There is no shortage of dev tools to play around with these days. While many offer invaluable time-saving and organizational advantages, it can be difficult to sift through all of the options to figure out what works best for you.
As an AI startup, our Deep Learning and engineering teams have tried each of these tools as we work to optimize our Speech-to-Text API. To help you figure out which of the tools might suite your work best, we’ve created a short list of our go-to, and most valuable, dev tools–including Neovim, Bugsnag, Tailscale, Github’s Command Line Client, Comet-ml, Jupyter-notebook, and pandas.

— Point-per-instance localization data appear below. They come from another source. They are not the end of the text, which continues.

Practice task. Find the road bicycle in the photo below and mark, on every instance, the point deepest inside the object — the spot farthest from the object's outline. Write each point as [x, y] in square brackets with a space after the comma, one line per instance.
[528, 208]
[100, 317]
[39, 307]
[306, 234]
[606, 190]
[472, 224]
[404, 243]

Here’s what our team had to say about each one:
Top 7 Dev Tools for AI Startups
1. Neovim
Neovim is a hyperextensible, Vim-based text editor which is fully compatible with Vim’s editing model and Vimscript v1. Neovim has strong defaults, one build-type and one command, a built-in terminal emulator, and modern terminal features like bracketed paste, focus events, and cursor styling. All these work together to make your daily work life easier.
2. Bugsnag
As an error monitoring and reporting tool, Bugsnag is invaluable for our research team. Basically, Bugsnag acts as your command center for both error monitoring and app stability. When you encounter an error, you can run end-to-end diagnostics to replicate it and determine the fix. Bugsnag’s UI is also intuitive and easy to use.
3. Tailscale
Security is top priority for any startup, and Tailscale makes it easy to achieve peace of mind. Top features of this zero-config VPN include support for SSO, multi-factor authentication, easy deauthorization when needed, a stable IP and auto-assigned domain, and an intuitive interface. Bottom line, Tailscale makes it infinitely easier for us to access protected resources like our databases.

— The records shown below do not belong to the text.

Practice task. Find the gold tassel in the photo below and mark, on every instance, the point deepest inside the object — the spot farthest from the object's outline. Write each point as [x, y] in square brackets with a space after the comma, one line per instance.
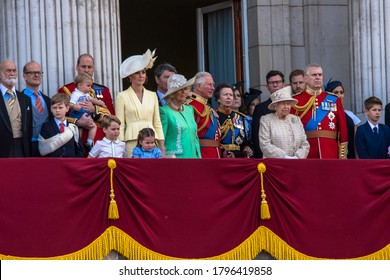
[113, 213]
[264, 209]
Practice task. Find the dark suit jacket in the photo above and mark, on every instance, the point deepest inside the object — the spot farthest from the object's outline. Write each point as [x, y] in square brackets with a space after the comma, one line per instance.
[351, 137]
[387, 114]
[34, 145]
[370, 147]
[70, 149]
[260, 110]
[6, 136]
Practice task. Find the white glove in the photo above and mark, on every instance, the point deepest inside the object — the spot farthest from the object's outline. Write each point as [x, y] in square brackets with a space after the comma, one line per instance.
[288, 157]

4. GitHub’s Command Line Client
Our team loves using Github’s Command Line Client for increased efficiency and time saving. The Command Line Client works by bringing pull requests, issues, and more right to the terminal next to where you’re already working, so you can see your entire GitHub workflow in one place. You can also call GitHub to script almost any action and set a custom alias for commands. It can install directly on Windows, Linux, or macOS, and is also available for repositories hosted on GitHub.com and GitHub Enterprise Server 2.20+.
5. Comet-ml
Comet-ml compares doing Machine Learning with its product to “building with legos” because it lets you customize the platform in a way that works best for you. We love using it because it lets you manage, visualize, and optimize your entire Machine Learning lifecycle. You can also easily compare experiments to help you better understand differences in how your models perform and even get alerts when something goes wrong or needs to be debugged.
6. Jupyter-notebook
As part of Project Jupyter, Jupyter Notebook facilitates easy computational-document creation and sharing. We love that it offers multilingual support – including Python, Julia, R, and Scala – and lets you share notebooks via GitHub, email, or Dropbox. You can also integrate data from other data tools like pandas, scikit-learn, TensorFlow, Apache Spark, and more.
7. pandas
Built on top of Python, pandas is an open source data analysis and manipulation tool, similar to NumPy. While it relies on NumPy arrays for much of its manipulation and computation, pandas makes it easier to visualize and explore data, helping our team make better sense of the large amounts of data we work with on a daily basis.
Top comments (2)
Nice list! Checked out Bugsnag from this list. I'd add, for any team that uses Github extensively: Merge Freeze. It's a Github app that allows dev teams to block merging and schedule freezes.
That's great, thanks for the addition!